How to use bind (>>=) on function with multiple variables

Question

I am a newbie to haskell and functional programming. This might be a very simple thing, but I haven't found an answer while searching.

I have this function main here:

main :: IO ()
main = print =<< (`rnd_select` 6) =<< readNumbers

readNumbers :: IO [(Int,Int,Int)]
readNumbers = makeTriples . map rInt . words <$> readFile "somefile"

rInt :: String -> Int
rInt = read

makeTriples :: [a] -> [(a,a,a)]
makeTriples [] = []
makeTriples (x:y:z:zs) = (x,y,z) : makeTriples zs

rnd_select :: [a] -> Int -> IO [a]
rnd_select _  0 = return []
rnd_select [] _ = return []
rnd_select xs count = do r <- randomRIO (0, (length xs)-1)
                         rest <- rnd_select (removeAt (r+1) xs) (count-1)
                         return ((xs!!r) : rest)
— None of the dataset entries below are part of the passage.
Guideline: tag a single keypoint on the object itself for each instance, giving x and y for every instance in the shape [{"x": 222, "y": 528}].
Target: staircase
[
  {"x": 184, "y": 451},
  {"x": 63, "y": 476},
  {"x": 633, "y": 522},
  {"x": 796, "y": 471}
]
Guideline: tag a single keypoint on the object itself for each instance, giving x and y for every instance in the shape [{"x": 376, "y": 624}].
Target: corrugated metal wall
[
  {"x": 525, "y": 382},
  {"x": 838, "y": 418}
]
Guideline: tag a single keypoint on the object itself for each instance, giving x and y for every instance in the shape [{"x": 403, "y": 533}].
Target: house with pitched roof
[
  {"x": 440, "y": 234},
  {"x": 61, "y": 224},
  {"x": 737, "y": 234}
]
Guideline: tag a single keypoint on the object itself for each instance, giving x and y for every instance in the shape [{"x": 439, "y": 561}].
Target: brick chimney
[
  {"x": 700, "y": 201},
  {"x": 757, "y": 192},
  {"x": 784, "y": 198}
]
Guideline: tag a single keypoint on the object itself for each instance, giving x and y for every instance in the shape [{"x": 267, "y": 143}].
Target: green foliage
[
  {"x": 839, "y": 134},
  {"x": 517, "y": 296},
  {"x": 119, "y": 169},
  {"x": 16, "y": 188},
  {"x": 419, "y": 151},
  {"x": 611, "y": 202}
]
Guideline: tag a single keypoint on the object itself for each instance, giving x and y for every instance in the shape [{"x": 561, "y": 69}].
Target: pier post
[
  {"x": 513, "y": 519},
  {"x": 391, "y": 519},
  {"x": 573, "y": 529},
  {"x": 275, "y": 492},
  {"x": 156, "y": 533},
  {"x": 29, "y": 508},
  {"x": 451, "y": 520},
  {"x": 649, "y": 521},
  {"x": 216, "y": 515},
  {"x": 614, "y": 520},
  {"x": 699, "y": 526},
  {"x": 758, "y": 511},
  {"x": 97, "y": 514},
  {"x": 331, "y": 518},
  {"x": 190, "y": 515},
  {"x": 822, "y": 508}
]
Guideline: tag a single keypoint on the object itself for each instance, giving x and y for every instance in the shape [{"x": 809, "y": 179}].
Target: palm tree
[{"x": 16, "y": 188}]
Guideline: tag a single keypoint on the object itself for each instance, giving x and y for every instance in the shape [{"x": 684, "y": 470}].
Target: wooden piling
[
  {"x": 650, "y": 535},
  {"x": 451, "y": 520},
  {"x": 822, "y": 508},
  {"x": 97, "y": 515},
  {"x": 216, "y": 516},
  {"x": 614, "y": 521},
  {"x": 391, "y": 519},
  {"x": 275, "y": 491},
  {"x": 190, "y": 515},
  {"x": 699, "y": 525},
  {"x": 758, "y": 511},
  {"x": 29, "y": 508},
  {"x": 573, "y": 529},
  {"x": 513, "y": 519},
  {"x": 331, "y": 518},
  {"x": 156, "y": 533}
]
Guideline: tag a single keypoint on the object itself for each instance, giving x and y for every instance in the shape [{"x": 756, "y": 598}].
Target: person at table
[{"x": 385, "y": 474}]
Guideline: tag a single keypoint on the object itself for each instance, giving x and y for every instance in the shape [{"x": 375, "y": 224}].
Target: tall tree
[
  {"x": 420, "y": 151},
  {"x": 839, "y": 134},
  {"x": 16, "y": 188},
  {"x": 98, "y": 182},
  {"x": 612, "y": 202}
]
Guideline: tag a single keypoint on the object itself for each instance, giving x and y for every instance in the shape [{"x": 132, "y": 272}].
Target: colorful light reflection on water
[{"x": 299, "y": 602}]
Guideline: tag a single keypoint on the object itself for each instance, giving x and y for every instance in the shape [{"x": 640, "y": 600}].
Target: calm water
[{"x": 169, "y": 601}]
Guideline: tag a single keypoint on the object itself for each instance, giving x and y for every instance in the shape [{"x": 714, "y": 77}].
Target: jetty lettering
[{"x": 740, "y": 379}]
removeAt :: Int -> [a] -> [a]
removeAt _ [] = []
removeAt 1 (x:xs) = xs
removeAt k (x:xs) = let r = removeAt (k - 1) xs in x:r

This is wrapped in the IO-monad and that is what makes it hard when i want to use functions on the values.

Here i use the bind function to apply the input to the rnd_select function:

(`rnd_select` 6) =<< readNumbers

But in order to do that I have to partially apply it to a value.

I don't think it looks very good and I don't know how I would do it if the function had more variables.

So I want to know if there is a nicer way to apply values to functions such as these?

Answer 1

Apart from defining the function such that the argument left out is the last argument, so that you can write

foobar = baz . foo 5 17 29 . bar

you can use a lambda to leave out arguments other than the last,

foobar = baz . (\x -> foo 5 17 x 29 41) . bar

but for the case of just two arguments, flip is a nice alternative,

main = print =<< flip rnd_select 6 =<< readNumbers

Answer 2

Either swap rnd_select arguments, or use flip rnd_select 6 =<< readNumbers.